Court appeals in this type of bankruptcy case are often restricted to allow the trustee to process claims more efficiently, said Jared Ellias, a bankruptcy law professor at UC Hastings.

“If you have lots of appeals, that can slow everything down to a crawl, and people can end up waiting years to get paid,” Ellias said. But, he added, “The setup procedures should be the same for everybody, not just the people who are sophisticated enough to represent their own interests."

Judicial review is rarely used, Ellias noted. But, he said, having the right to appeal does offer claimants more leverage.

"My strong hope is that it won’t matter. If it does matter, it probably works in favor of the VIP fire survivors."

The very small group of individuals granted the right to appeal — largely because they raised concerns about the process — includes Debra Grassgreen, a bankruptcy attorney, and her husband, who lost their home in the 2017 Atlas Fire. Grassgreen has served on the team representing The Baupost Group, a hedge fund, which is set to reap a large profit from PG&E's bankruptcy.

Eric and Julie Carlson, who lost their home in the 2017 Tubbs Fire, and Camp Fire survivor Mary Kim Wallace are the only other individuals granted the right to seek a court review.

"The only thing that makes you different from 70-some-odd or 80,000 other victims ... is that you complained that there was no access to a court if you were not satisfied with what the trustee determines," Judge Dennis Montali told Wallace in a hearing last week.

Under the terms of the fire victims' trust agreement, unsatisfied claimants can ask mediators to review award determinations. But the trustee has the power to override those decisions. Aside from those granted the court review exception, most fire victims will not be able to appeal to an outside court.

For months, some claimants have lobbied the Tort Claimants Committee (TCC), the group representing fire survivors in the case, to push for judicial review for all victims or, at the very least, to ensure that claimants are fully aware they won't have the right to appeal.

When KQED asked why the group did not advocate for this, a TCC attorney declined to comment.

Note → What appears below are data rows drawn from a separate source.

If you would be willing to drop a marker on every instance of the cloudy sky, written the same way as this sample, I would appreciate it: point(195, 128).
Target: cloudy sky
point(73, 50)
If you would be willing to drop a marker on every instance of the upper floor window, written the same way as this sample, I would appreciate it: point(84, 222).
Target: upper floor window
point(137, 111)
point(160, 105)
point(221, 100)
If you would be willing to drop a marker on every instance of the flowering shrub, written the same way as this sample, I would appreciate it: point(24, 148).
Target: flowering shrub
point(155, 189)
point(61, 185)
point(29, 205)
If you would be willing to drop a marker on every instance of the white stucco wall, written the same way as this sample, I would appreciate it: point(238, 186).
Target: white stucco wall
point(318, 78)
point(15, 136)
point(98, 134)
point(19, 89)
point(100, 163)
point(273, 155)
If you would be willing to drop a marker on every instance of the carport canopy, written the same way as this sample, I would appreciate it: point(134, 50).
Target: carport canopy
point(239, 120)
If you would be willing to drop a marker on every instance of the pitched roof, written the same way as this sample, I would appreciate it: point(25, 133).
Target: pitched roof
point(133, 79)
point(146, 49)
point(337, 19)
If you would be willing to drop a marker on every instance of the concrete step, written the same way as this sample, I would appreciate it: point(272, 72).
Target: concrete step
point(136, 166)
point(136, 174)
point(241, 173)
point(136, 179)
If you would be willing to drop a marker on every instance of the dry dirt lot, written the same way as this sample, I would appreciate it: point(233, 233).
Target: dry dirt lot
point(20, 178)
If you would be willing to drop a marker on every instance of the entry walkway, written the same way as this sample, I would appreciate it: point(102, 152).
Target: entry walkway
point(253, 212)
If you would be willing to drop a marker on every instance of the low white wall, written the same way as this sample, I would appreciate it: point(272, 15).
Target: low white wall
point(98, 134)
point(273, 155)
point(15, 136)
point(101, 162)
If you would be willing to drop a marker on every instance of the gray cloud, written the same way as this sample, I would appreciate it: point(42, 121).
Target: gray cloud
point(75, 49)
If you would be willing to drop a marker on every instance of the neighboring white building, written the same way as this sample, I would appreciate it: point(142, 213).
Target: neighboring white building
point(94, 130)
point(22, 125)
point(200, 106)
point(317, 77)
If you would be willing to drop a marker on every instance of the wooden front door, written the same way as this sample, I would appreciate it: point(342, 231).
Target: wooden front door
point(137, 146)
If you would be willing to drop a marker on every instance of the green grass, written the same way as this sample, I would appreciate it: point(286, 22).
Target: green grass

One fire survivor is now attempting to secure the right to judicial review for all of the approximately 6,000 survivors who rejected the deal when they voted on it this spring. The vote to reject, argues Camp Fire survivor Theresa Ann McDonald, constitutes an objection similar to those brought by the parties who now have access to a court appeal.

The judge has asked PG&E, the TCC and the trustee to weigh in on McDonald's request.